Donald Trump should spend his time in Riyadh discussing how to avoid Saudi Arabians "carrying out another" 9/11 atrocity in the US instead of making baseless claims about terrorism against other countries, Iran's foreign minister has said.
In his speech to Arab heads of state in the Saudi capital, Mr Trump repeatedly attacked Iran, claiming it "funds arms, trains militias that spread destruction and chaos" and pointing to Iran's support for Syria's Bashar al-Assad as he committed "unspeakable crimes".
The US President added that people in Iran had "endured hardship and despair under their leaders' reckless pursuit of conflict and terror".
Earlier, King Salman of Saudi Arabia also railed against Iran calling the country "the spearhead of terrorism".
Most of the 19 terrorists who murdered nearly 3,000 people in New York in 2001 were Saudi citizens and there have repeated accusations that members of the Saudi hierarchy were complicit in the attack.
Iran's foreign secretary Javad Zarif pointed out Mr Trump had himself previously suggested the Saudis were behind the 9/11 attacks.
Mr Zarif said: "He must enter into dialogue with them [the Saudis] about ways to prevent terrorists from continuing to fuel the fire in the region and repeating the likes of the September 11 incident by their sponsors in Western countries.
"You will find out who really knocked down the World Trade Centre because they have papers out there that are very secret. You will find it's the Saudis, you will find that is the case."
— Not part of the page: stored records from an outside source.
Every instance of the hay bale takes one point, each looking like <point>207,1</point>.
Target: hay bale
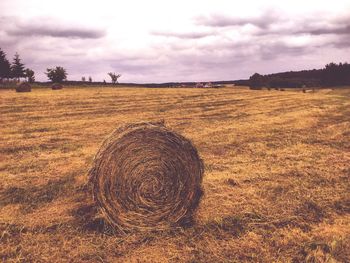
<point>56,86</point>
<point>146,177</point>
<point>24,87</point>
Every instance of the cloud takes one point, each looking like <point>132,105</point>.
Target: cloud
<point>262,21</point>
<point>338,30</point>
<point>41,27</point>
<point>183,35</point>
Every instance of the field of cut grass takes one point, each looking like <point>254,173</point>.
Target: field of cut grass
<point>277,168</point>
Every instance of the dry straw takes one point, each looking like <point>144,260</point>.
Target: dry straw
<point>56,86</point>
<point>146,177</point>
<point>24,87</point>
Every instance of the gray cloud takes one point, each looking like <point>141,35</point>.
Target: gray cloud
<point>278,49</point>
<point>215,20</point>
<point>16,27</point>
<point>337,30</point>
<point>182,35</point>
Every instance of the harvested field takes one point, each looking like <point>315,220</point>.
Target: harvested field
<point>276,184</point>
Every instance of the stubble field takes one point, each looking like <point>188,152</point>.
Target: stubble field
<point>277,186</point>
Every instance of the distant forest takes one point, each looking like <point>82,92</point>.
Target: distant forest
<point>331,75</point>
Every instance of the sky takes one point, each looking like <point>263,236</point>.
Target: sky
<point>184,40</point>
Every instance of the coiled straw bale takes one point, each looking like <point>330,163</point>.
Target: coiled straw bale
<point>146,177</point>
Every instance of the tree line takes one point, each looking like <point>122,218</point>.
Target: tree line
<point>17,70</point>
<point>331,75</point>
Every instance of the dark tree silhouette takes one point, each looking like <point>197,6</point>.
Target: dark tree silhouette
<point>5,67</point>
<point>17,68</point>
<point>257,80</point>
<point>114,77</point>
<point>30,75</point>
<point>57,74</point>
<point>331,75</point>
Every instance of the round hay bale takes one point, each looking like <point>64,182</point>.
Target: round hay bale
<point>24,87</point>
<point>146,177</point>
<point>56,86</point>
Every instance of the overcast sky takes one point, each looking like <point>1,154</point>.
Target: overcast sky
<point>183,40</point>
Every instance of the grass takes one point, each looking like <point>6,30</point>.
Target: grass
<point>276,182</point>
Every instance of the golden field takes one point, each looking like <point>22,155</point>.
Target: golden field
<point>277,168</point>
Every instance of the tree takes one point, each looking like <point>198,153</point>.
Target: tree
<point>57,74</point>
<point>114,77</point>
<point>17,68</point>
<point>257,80</point>
<point>30,75</point>
<point>5,67</point>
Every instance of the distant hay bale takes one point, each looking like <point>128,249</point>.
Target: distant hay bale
<point>146,177</point>
<point>24,87</point>
<point>56,86</point>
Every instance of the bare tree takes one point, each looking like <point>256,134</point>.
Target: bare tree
<point>30,75</point>
<point>114,77</point>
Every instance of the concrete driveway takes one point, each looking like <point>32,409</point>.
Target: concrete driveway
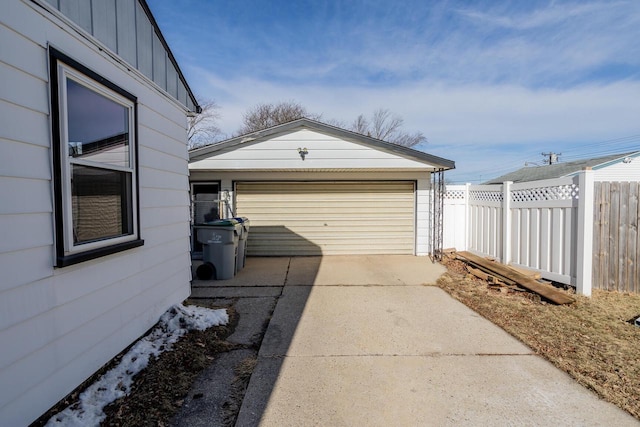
<point>364,340</point>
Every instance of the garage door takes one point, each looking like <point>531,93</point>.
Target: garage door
<point>328,218</point>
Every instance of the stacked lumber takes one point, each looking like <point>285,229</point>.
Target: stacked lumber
<point>496,273</point>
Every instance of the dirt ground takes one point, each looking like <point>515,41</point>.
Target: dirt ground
<point>593,339</point>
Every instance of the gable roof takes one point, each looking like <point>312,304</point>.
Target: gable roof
<point>304,123</point>
<point>559,170</point>
<point>129,29</point>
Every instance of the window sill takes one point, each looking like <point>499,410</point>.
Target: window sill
<point>65,261</point>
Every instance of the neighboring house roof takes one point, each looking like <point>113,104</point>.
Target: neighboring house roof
<point>558,170</point>
<point>304,123</point>
<point>130,30</point>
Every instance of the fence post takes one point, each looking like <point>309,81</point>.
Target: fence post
<point>506,222</point>
<point>467,217</point>
<point>585,233</point>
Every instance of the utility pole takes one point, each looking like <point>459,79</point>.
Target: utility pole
<point>551,158</point>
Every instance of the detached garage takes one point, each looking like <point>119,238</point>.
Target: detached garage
<point>313,189</point>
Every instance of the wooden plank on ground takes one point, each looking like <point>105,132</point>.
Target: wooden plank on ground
<point>535,275</point>
<point>548,292</point>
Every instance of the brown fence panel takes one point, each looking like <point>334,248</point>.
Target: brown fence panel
<point>616,244</point>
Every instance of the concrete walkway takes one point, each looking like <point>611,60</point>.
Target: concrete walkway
<point>362,341</point>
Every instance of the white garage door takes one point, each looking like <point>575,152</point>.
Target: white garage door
<point>328,218</point>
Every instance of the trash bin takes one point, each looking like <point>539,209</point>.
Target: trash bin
<point>219,239</point>
<point>242,243</point>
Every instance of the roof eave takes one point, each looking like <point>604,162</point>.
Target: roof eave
<point>439,163</point>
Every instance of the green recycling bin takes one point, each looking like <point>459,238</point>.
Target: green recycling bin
<point>242,243</point>
<point>219,239</point>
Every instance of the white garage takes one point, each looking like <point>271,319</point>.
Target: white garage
<point>314,189</point>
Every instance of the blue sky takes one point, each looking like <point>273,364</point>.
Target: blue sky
<point>491,84</point>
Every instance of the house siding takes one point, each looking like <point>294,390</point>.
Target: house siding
<point>619,171</point>
<point>77,318</point>
<point>422,195</point>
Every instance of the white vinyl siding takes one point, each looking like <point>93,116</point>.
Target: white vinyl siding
<point>58,326</point>
<point>328,218</point>
<point>324,152</point>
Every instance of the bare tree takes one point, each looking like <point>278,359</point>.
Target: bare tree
<point>360,125</point>
<point>203,128</point>
<point>387,126</point>
<point>264,116</point>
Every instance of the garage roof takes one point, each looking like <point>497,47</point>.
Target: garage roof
<point>433,162</point>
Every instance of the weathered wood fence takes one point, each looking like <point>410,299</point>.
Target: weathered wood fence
<point>572,230</point>
<point>616,244</point>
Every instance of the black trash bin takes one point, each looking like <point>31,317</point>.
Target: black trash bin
<point>219,239</point>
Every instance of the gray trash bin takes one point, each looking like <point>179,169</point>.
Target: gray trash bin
<point>220,248</point>
<point>242,243</point>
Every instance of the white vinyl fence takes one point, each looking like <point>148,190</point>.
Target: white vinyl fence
<point>538,225</point>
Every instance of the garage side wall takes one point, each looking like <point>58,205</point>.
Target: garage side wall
<point>59,325</point>
<point>424,218</point>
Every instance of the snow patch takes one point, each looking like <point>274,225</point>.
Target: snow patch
<point>116,383</point>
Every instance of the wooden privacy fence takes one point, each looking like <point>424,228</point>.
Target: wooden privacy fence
<point>541,225</point>
<point>616,244</point>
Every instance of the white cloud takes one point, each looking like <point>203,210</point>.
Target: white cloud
<point>481,127</point>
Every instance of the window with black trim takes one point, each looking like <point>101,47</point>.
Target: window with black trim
<point>95,163</point>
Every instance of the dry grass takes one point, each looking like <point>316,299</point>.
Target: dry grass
<point>592,340</point>
<point>159,390</point>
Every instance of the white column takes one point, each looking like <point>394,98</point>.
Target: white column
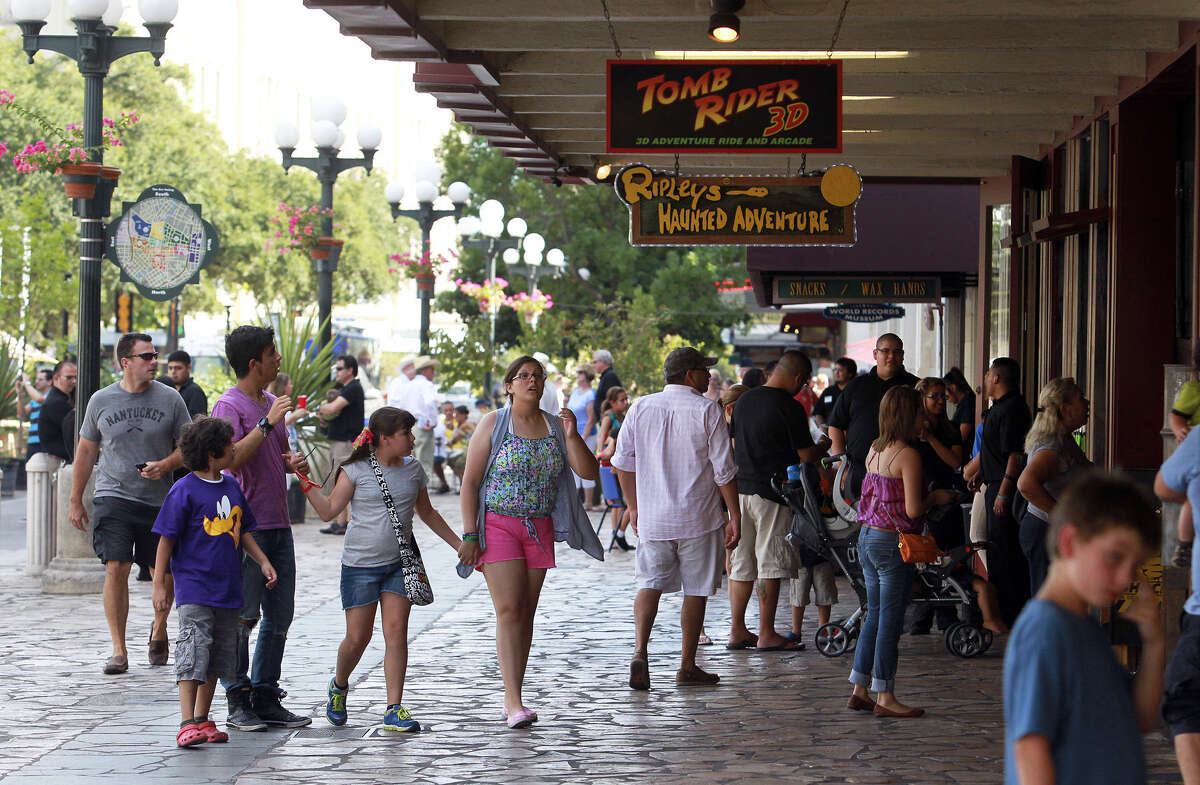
<point>75,568</point>
<point>40,522</point>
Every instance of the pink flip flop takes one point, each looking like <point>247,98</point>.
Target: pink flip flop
<point>525,718</point>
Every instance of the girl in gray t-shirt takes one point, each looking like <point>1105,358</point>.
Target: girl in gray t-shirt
<point>371,565</point>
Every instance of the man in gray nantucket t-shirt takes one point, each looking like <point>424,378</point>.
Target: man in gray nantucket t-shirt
<point>132,425</point>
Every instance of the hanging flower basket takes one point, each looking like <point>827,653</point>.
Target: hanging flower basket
<point>490,294</point>
<point>79,180</point>
<point>418,267</point>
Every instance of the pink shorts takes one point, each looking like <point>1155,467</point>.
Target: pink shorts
<point>508,539</point>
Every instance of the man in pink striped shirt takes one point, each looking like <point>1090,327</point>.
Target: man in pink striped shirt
<point>675,466</point>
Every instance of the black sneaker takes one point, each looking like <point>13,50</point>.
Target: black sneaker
<point>267,705</point>
<point>241,715</point>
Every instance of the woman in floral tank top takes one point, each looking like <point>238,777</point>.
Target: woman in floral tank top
<point>893,501</point>
<point>521,485</point>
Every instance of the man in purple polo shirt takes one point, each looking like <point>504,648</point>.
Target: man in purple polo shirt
<point>261,463</point>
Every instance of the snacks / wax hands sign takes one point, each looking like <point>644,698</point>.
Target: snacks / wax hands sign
<point>700,106</point>
<point>673,209</point>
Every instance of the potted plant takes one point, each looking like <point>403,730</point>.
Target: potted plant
<point>298,231</point>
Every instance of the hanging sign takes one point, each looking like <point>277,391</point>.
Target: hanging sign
<point>713,106</point>
<point>820,288</point>
<point>161,243</point>
<point>676,209</point>
<point>864,312</point>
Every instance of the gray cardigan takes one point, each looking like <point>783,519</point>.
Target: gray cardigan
<point>571,523</point>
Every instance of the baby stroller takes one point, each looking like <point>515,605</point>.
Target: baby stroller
<point>827,529</point>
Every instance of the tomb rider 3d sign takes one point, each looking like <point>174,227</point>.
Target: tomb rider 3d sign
<point>701,106</point>
<point>676,209</point>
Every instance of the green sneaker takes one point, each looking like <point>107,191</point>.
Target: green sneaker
<point>397,718</point>
<point>335,705</point>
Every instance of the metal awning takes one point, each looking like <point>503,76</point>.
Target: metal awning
<point>933,88</point>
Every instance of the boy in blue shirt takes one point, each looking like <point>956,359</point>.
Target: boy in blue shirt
<point>202,526</point>
<point>1179,481</point>
<point>1072,713</point>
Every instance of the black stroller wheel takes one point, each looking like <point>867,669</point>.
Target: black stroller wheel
<point>967,640</point>
<point>832,640</point>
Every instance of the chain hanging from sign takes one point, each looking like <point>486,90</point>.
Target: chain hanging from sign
<point>161,243</point>
<point>673,209</point>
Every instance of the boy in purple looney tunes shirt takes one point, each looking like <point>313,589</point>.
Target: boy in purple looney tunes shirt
<point>201,528</point>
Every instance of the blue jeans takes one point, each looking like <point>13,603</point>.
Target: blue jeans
<point>888,585</point>
<point>277,609</point>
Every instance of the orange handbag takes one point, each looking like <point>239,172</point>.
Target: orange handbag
<point>918,547</point>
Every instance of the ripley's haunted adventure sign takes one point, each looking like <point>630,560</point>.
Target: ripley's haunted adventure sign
<point>678,209</point>
<point>706,106</point>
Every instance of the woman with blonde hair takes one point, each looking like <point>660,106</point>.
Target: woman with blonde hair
<point>1053,459</point>
<point>893,501</point>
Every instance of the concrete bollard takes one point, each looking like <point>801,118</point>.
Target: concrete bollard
<point>75,569</point>
<point>40,505</point>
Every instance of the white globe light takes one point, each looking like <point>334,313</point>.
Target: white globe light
<point>426,191</point>
<point>491,211</point>
<point>113,13</point>
<point>534,243</point>
<point>370,137</point>
<point>324,133</point>
<point>30,10</point>
<point>329,107</point>
<point>157,11</point>
<point>468,226</point>
<point>287,135</point>
<point>87,9</point>
<point>459,191</point>
<point>427,171</point>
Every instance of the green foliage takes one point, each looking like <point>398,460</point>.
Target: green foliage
<point>175,145</point>
<point>639,301</point>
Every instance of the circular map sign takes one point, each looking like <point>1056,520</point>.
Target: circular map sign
<point>161,243</point>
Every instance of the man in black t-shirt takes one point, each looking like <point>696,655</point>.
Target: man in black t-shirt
<point>844,370</point>
<point>345,427</point>
<point>771,432</point>
<point>855,421</point>
<point>997,466</point>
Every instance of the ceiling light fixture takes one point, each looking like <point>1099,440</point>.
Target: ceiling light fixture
<point>781,54</point>
<point>724,25</point>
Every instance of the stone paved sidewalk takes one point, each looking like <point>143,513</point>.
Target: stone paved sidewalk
<point>775,717</point>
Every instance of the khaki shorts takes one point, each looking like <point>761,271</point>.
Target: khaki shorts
<point>763,551</point>
<point>820,577</point>
<point>693,564</point>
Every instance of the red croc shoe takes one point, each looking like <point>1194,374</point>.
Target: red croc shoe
<point>211,732</point>
<point>190,736</point>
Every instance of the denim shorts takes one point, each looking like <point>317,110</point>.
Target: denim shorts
<point>364,585</point>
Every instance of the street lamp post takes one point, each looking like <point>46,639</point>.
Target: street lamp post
<point>328,113</point>
<point>491,226</point>
<point>94,47</point>
<point>426,215</point>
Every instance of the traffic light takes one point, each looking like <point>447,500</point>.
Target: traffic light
<point>124,312</point>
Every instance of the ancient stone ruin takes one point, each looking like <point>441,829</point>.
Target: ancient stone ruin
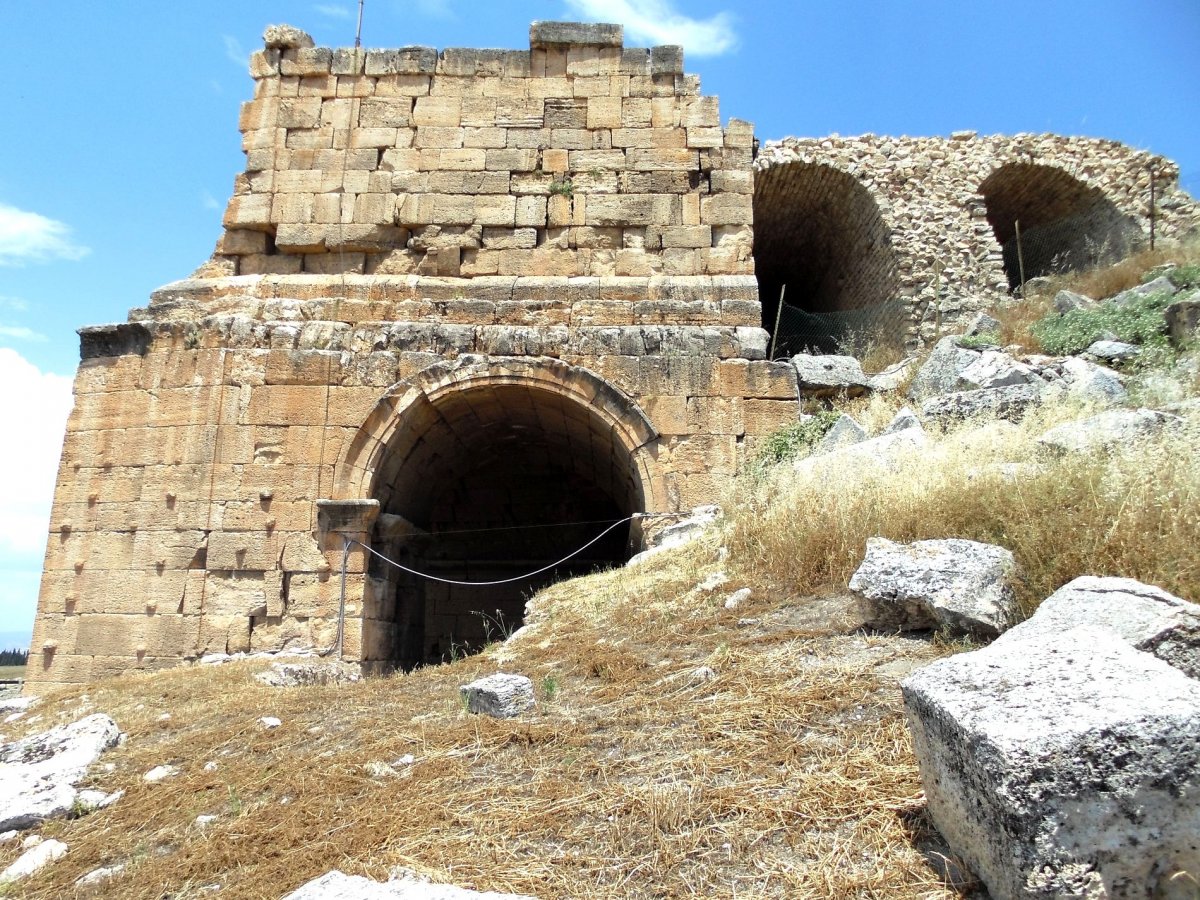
<point>465,295</point>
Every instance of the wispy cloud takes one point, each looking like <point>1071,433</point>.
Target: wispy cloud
<point>658,22</point>
<point>31,238</point>
<point>435,9</point>
<point>234,52</point>
<point>40,402</point>
<point>19,333</point>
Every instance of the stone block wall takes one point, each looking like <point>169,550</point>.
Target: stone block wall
<point>426,249</point>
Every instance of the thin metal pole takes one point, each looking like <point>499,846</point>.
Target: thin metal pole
<point>779,312</point>
<point>341,603</point>
<point>1153,173</point>
<point>1020,253</point>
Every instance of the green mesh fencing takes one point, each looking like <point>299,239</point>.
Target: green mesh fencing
<point>856,333</point>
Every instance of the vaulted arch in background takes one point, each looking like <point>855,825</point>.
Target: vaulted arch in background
<point>484,471</point>
<point>1063,222</point>
<point>820,232</point>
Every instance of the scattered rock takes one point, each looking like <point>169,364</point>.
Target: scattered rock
<point>996,370</point>
<point>1060,765</point>
<point>982,324</point>
<point>1158,286</point>
<point>160,773</point>
<point>1145,617</point>
<point>901,420</point>
<point>99,799</point>
<point>293,675</point>
<point>1067,300</point>
<point>844,432</point>
<point>829,376</point>
<point>892,377</point>
<point>678,533</point>
<point>1183,318</point>
<point>881,453</point>
<point>1086,382</point>
<point>285,37</point>
<point>941,371</point>
<point>337,886</point>
<point>39,773</point>
<point>100,875</point>
<point>713,582</point>
<point>737,598</point>
<point>954,583</point>
<point>1105,431</point>
<point>501,695</point>
<point>33,859</point>
<point>1113,351</point>
<point>1009,402</point>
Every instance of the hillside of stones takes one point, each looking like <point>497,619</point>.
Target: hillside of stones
<point>832,685</point>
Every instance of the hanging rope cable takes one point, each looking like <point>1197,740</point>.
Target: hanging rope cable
<point>519,577</point>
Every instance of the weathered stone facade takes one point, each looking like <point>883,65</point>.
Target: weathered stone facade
<point>460,297</point>
<point>456,292</point>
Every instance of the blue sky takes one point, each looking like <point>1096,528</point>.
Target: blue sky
<point>121,135</point>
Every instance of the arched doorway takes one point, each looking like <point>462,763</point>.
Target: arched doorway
<point>820,233</point>
<point>1062,223</point>
<point>485,472</point>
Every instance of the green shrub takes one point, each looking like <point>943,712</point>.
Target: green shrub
<point>795,439</point>
<point>1185,276</point>
<point>1139,322</point>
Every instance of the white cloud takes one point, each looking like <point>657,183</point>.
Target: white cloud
<point>35,405</point>
<point>234,52</point>
<point>31,238</point>
<point>435,9</point>
<point>657,22</point>
<point>334,11</point>
<point>21,333</point>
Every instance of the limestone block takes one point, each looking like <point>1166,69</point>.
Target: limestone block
<point>628,210</point>
<point>437,111</point>
<point>1089,765</point>
<point>387,113</point>
<point>406,60</point>
<point>726,209</point>
<point>665,160</point>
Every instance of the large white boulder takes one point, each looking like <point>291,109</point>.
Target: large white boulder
<point>1063,765</point>
<point>927,585</point>
<point>337,886</point>
<point>1105,431</point>
<point>39,773</point>
<point>502,696</point>
<point>1145,617</point>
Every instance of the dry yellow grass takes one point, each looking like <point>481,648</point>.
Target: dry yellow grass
<point>789,774</point>
<point>1134,513</point>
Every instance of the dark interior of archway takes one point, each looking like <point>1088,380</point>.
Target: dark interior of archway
<point>819,232</point>
<point>487,484</point>
<point>1065,225</point>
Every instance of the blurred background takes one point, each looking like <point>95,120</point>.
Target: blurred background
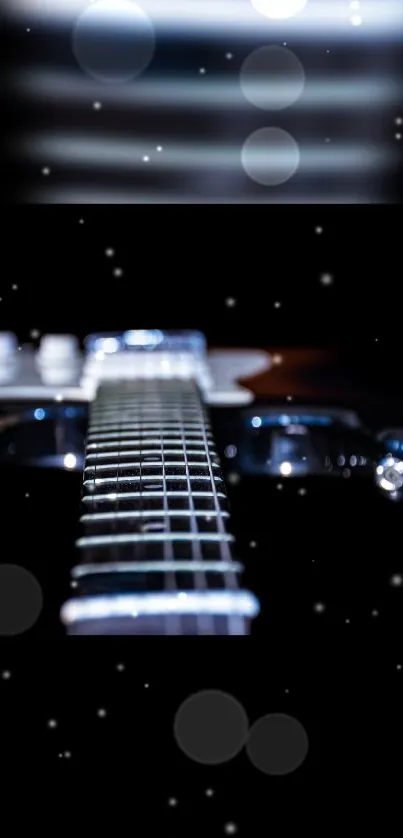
<point>229,102</point>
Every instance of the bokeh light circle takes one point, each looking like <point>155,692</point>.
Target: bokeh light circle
<point>21,599</point>
<point>279,9</point>
<point>113,41</point>
<point>270,156</point>
<point>272,78</point>
<point>211,727</point>
<point>277,744</point>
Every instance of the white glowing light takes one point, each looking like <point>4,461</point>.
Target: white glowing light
<point>285,469</point>
<point>279,9</point>
<point>70,461</point>
<point>240,603</point>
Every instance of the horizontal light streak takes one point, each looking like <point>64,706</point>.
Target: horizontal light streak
<point>91,196</point>
<point>127,605</point>
<point>175,566</point>
<point>127,155</point>
<point>320,18</point>
<point>203,92</point>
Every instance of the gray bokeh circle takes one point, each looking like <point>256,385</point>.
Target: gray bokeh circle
<point>113,41</point>
<point>270,156</point>
<point>211,727</point>
<point>21,599</point>
<point>272,78</point>
<point>277,744</point>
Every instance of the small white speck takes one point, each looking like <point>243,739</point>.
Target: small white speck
<point>233,478</point>
<point>230,451</point>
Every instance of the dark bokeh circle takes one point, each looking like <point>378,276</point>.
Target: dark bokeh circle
<point>211,727</point>
<point>21,599</point>
<point>277,744</point>
<point>113,41</point>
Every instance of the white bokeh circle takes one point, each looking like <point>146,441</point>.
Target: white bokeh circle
<point>113,41</point>
<point>279,9</point>
<point>270,156</point>
<point>272,78</point>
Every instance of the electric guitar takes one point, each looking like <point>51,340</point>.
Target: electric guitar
<point>156,549</point>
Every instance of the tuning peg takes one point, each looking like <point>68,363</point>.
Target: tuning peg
<point>8,356</point>
<point>58,359</point>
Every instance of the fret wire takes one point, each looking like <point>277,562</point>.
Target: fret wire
<point>151,494</point>
<point>147,513</point>
<point>138,463</point>
<point>204,622</point>
<point>235,625</point>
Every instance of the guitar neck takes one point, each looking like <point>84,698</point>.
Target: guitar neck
<point>155,550</point>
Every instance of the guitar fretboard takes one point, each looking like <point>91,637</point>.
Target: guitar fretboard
<point>155,514</point>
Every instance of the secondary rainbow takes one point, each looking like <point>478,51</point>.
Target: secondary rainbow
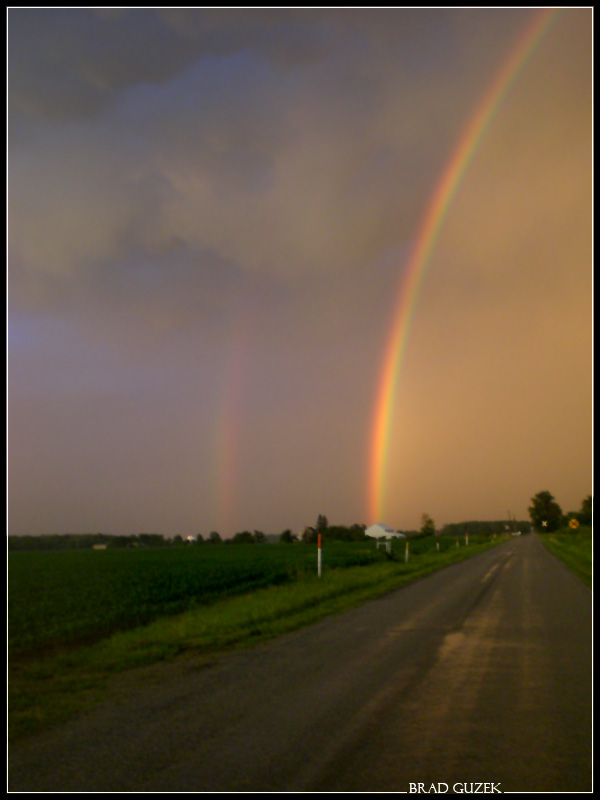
<point>428,232</point>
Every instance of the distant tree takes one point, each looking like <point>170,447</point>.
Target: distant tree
<point>427,525</point>
<point>545,513</point>
<point>244,537</point>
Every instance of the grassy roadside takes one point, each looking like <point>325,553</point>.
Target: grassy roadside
<point>54,687</point>
<point>574,549</point>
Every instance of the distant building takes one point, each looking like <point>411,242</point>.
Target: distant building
<point>381,531</point>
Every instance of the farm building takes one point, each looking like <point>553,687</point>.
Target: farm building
<point>380,531</point>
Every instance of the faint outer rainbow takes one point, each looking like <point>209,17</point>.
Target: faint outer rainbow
<point>425,242</point>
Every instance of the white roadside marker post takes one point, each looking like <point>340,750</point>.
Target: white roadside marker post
<point>319,541</point>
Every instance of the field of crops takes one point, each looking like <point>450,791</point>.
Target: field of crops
<point>73,596</point>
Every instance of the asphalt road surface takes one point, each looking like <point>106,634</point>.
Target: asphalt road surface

The baleful shadow of Mr Trump loomed large in the run-up to Iran's elections last week in which President Hassan Rouhani was returned to power by a landslide.
While campaigning ahead of the US election, Mr Trump said the 2015 nuclear agreement Tehran signed with international powers was the "the worst deal ever" and that he was determined to "dismantle this disastrous mistake".
Since then the Trump administration, despite grudgingly admitting that Iran was complying with its obligations under the agreement, has made repeated threats against Tehran. This, it was feared, would play into the hands of the hardliners in Iran, who attacked Mr Rouhani for signing the nuclear deal.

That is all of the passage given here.